In 1947, when India became independent, the first Prime Minister Pt. Jawaharlal Nehru, invited Dr. Bhimrao Ambedkar, who had been elected as a Member of the Constituent Assembly from Bengal, to join his Cabinet as a Law Minister. The Constituent Assembly entrusted the job of drafting the Constitution to a committee and Dr. Ambedkar was elected as Chairman of this Drafting Committee. After completing the Draft Constitution, Babasaheb fell ill. At a nursing home in Bombay he met Dr. Sharda Kabir and married her in April 1948. On November 4, 1948 he presented the Draft Constitution to the Constituent Assembly, and on November 26, 1949 it was adopted in the name of the people of India. On that date he said: -I appeal to all Indians to be a nation by discarding castes, which have brought separation in social life and created jealousy and hatred.”
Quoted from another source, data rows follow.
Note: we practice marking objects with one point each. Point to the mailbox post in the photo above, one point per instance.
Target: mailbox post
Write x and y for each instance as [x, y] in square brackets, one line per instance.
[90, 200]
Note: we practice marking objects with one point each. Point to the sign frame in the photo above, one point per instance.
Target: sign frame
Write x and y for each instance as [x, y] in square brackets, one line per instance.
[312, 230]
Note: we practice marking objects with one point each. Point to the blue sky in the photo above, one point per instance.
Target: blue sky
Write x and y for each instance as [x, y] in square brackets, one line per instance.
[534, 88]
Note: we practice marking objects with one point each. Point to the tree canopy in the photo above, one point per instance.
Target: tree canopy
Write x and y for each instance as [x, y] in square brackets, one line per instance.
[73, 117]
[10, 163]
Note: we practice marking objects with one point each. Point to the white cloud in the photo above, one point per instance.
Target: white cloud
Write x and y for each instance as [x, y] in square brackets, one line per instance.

On May 24, 1956, on the occasion of Buddha Jayanti, he declared in Bombay, that he would adopt Buddhism in October. On 0ctober 14, 1956 he embraced Buddhism along with many of his followers. On December 6, 1956, Baba Saheb Dr. B.R. Ambedkar died peacefully in his sleep. A two-mile long crowd formed the funeral procession. At Dadar cemetery that evening, eminent leaders paid their last respects to him
Thus ended the life of one of India’s greatest sons. His was the task of awakening India’s millions of excluded and oppressed to their human rights
He was conferred highest civilian award “Bharatratna” in 1990
( Reference : Various sources and Life of Babasaheb Ambedkar by C. Gautam )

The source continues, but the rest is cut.